J.D. Edwards filed a Solicitation/Recommendation Statement on Schedule 14D-9 with the SEC on June 19, 2003 containing its recommendation regarding PeopleSoft's tender offer for all outstanding shares of J.D. Edwards common stock.

Documents filed by PeopleSoft with the SEC may be obtained without charge at the SEC’s website at www.sec.gov and at PeopleSoft's website at www.peoplesoft.com.  Documents filed by J.D. Edwards with the SEC may be obtained without charge at the SEC’s website and at J.D. Edwards' website at www.jdedwards.com. Stockholders should read these documents and any amendments thereto because they contain important information.

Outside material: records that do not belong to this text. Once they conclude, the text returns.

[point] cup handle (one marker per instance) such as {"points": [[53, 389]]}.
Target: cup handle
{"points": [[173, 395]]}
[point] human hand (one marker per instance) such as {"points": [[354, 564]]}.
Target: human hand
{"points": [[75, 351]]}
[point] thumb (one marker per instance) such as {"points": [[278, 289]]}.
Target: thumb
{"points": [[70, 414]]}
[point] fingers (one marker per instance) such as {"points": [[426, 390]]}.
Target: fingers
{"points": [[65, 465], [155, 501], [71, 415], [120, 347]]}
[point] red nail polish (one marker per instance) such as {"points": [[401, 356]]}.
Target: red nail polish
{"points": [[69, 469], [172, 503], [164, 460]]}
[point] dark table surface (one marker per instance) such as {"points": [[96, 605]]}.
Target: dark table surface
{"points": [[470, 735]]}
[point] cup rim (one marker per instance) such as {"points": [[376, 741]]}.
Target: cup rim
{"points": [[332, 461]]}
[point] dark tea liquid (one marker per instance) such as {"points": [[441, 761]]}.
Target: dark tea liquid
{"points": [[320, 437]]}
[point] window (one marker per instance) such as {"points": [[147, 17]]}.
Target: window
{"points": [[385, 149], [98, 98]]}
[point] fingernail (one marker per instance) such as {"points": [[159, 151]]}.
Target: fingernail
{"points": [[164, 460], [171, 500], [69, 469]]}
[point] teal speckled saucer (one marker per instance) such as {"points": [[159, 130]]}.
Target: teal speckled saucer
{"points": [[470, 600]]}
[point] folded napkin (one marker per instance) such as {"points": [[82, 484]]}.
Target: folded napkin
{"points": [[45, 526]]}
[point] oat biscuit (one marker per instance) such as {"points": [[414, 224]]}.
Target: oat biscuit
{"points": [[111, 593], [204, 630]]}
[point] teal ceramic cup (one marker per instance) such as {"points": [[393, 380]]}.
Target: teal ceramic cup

Forward-Looking Statement This press release may contain forward- looking statements. These statements reflect PeopleSoft’s and J.D. Edwards' current beliefs and are based on information currently available to PeopleSoft and J.D. Edwards. These statements are only predictions and actual results may differ materially. For a more detailed discussion of information regarding risks that may affect PeopleSoft’s or J.D. Edwards' operating results, please refer to the respective companies' most recent Annual Report on Form 10-K and Quarterly Report on Form 10-Q. Additional risks, assumptions and uncertainties relating to the proposed acquisition of J.D. Edwards and to Oracle’s tender offer are set forth in the companies' most recent filings with the SEC. All forward-looking statements are qualified by these cautionary statements and are made only as of the date they are made. Neither PeopleSoft nor J.D. Edwards undertakes any obligation to update or revise these forward- looking statements.

PeopleSoft® and the PeopleSoft logo are registered trademarks of PeopleSoft, Inc. J.D. Edwards® and the J.D. Edwards logo are registered trademarks of J.D. Edwards & Company.